New U.S. House of Representatives Will Contain 234 Republicans and 201 Democrats

The final U.S. House race has been determined. The North Carolina 7th district, in the southeast part of the state, re-elected Democrat Mike McIntyre with 168,695 votes. His Republican opponent, David Rouzer, received 168,041 votes. See this story. Only those two candidates appeared on the ballot.

Louisiana will hold a run-off election next month between two incumbent Republicans, so although the identity of every member of the U.S. House is still not known, the party lineup is now known.

There have been news article mentioning that Democrats running for the U.S. House received more votes nationwide than Republicans did, but until all the votes across the nation have been counted, this is not confirmed. Most states still haven’t finished their official vote tallies. Thanks to Rick Hasen for the link.


New U.S. House of Representatives Will Contain 234 Republicans and 201 Democrats — 9 Comments

  1. 1/2 votes x 1/2 gerrymander districts = 1/4 control.

    Much worse with primary math.

    i.e. real minority rule math — about 10-15 percent of the voters nominate the lunatic extremists who later control in each gerrymander legislative body – Fed, State, Local.

    P.R. and nonpartisan App.V.

  2. The problem with the vote totals is that some states, such as Florida, don’t release vote totals of candidates who are unopposed, although they do report those where the only other candidate is a minor party, which skews the major candidate’s party’s vote total up. Other states do release such data.
    There were perhaps more cases where the Democrat was only up against a minor-party candidate than Republicans. How to handle California is another question. When a district has two people of one party running, do you count the votes of both people towards that party, or do you count the person whom the other party is voting for (the more “moderate” candidate) as a vote for that other party? Likewise, would the runoff elections in Louisiana both count towards the Republican Party?

    Demo Rep is probably right about Gerrymandering being part of the reason for the larger Democratic votes. In the Kentucky House, Republicans got 52% of the votes, but only 45% of the seats. — the lines were drawn by Democrats.


    Nonstop gerrymander infections for over 700 years —
    England late 1200s – gerrymander formation of the House of Commons
    Infection carried into the Brit colonies in the 1600s — starting with VA.
    Infection carried into the 1776 era State Consts.
    Infection carried into the 1787 USA Const.

    The system is almost gerrymander dead — INSTANT gerrymanders using prior election election data and the latest gerrymander pack/crack computer programs.

    The data nonreporting in unopposed districts is a direct subversion of 14th Amdt, Sec. 2.

  4. So what’s with the arbitrary 435 number anyway? Is that all the fat ar$se chairs they can fit into Congress? IMHO, this number should fluxuate with the census. Take the least populous state, Wyoming, and use its 563,626 as the baseline to divide into the populations of all the other states.

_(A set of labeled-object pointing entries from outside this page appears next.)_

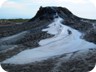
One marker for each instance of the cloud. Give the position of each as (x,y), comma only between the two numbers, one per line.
(1,2)
(93,2)
(12,4)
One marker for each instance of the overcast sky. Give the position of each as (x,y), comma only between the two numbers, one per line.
(28,8)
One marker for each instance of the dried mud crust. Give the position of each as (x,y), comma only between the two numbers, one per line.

Wyoming gets one at-large Congresscritter. Any state that = 1.5 to 2.4 gets two, and so forth. In this way, Congress would expand to over 600, but all with smaller districts to be more responsive to we the people.

  5. #6 P.R. =

    Party Seats = Party Votes x Total Seats / Total Votes

    Both majority rule and minority representation.

    How about abolish the minority rule oligarchy Senate and have 100 U.S.A. Reps.

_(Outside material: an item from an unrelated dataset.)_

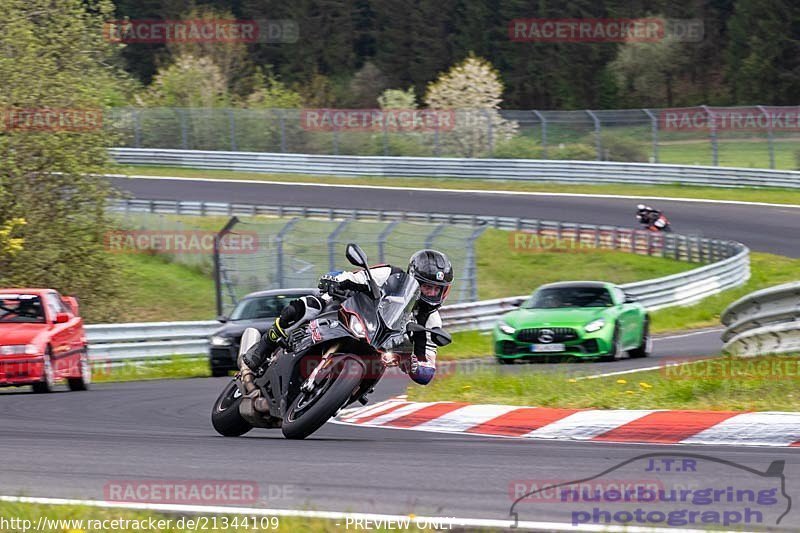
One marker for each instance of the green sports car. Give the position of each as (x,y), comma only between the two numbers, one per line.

    1 Rep = 1 percent of the voters.

    i.e. robot party hack platforms will then mean something.

    The accumulated POWERMADNESS in Devil City has reached Civil WAR II mode.
    Powermad H. Reps. — 100 percent gerrymanders
    Powermad Senate – with its many very small States and blowhard robot party hack Senators.
    Powermad Prez – with powermad veto

  6. I was thinking that the Representatives should be elected proportionally nationwide and then state by state.

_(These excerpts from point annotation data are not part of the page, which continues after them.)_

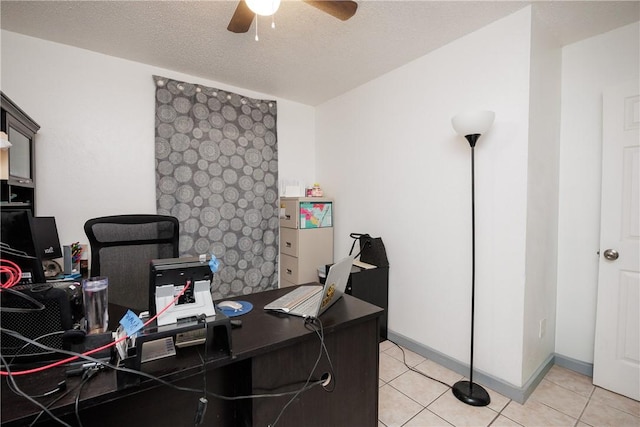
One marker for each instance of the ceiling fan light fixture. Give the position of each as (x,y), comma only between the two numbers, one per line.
(263,7)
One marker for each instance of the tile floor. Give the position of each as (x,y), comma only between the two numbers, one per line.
(563,398)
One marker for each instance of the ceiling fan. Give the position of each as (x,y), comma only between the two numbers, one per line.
(341,9)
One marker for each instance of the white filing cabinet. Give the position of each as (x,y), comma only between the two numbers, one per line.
(306,238)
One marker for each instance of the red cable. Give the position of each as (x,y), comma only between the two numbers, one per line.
(13,272)
(95,350)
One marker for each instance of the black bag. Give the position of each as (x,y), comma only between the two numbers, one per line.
(371,249)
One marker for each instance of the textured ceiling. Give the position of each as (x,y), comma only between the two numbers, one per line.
(309,57)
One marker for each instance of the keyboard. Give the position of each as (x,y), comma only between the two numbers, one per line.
(294,298)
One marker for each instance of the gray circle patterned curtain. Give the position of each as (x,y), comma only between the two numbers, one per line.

    Using poll numbers I found:

    Democrats got 49%
    Repulbicans got 48%
    Libertarians got 1%
    Others got 2%

    The allocation would be dividing a party’s vote by the number of votes of the smallest state and then each party gets its share of votes.

  7. #2 is correct that the actual vote totals will never be known due to lazy election officials, and also that Top Two makes a mockery of partisan analysis of the vote.
    #6 is correct that 435 is an arbitrary number, with us only for the past century. Congress could change that and should be larger than it is.
    #8 is correct about the 2012 congressional vote totals, according to Wikipedia. That means that the party that came in second has majority control of the US House. The only rational solution is Proportional Representation.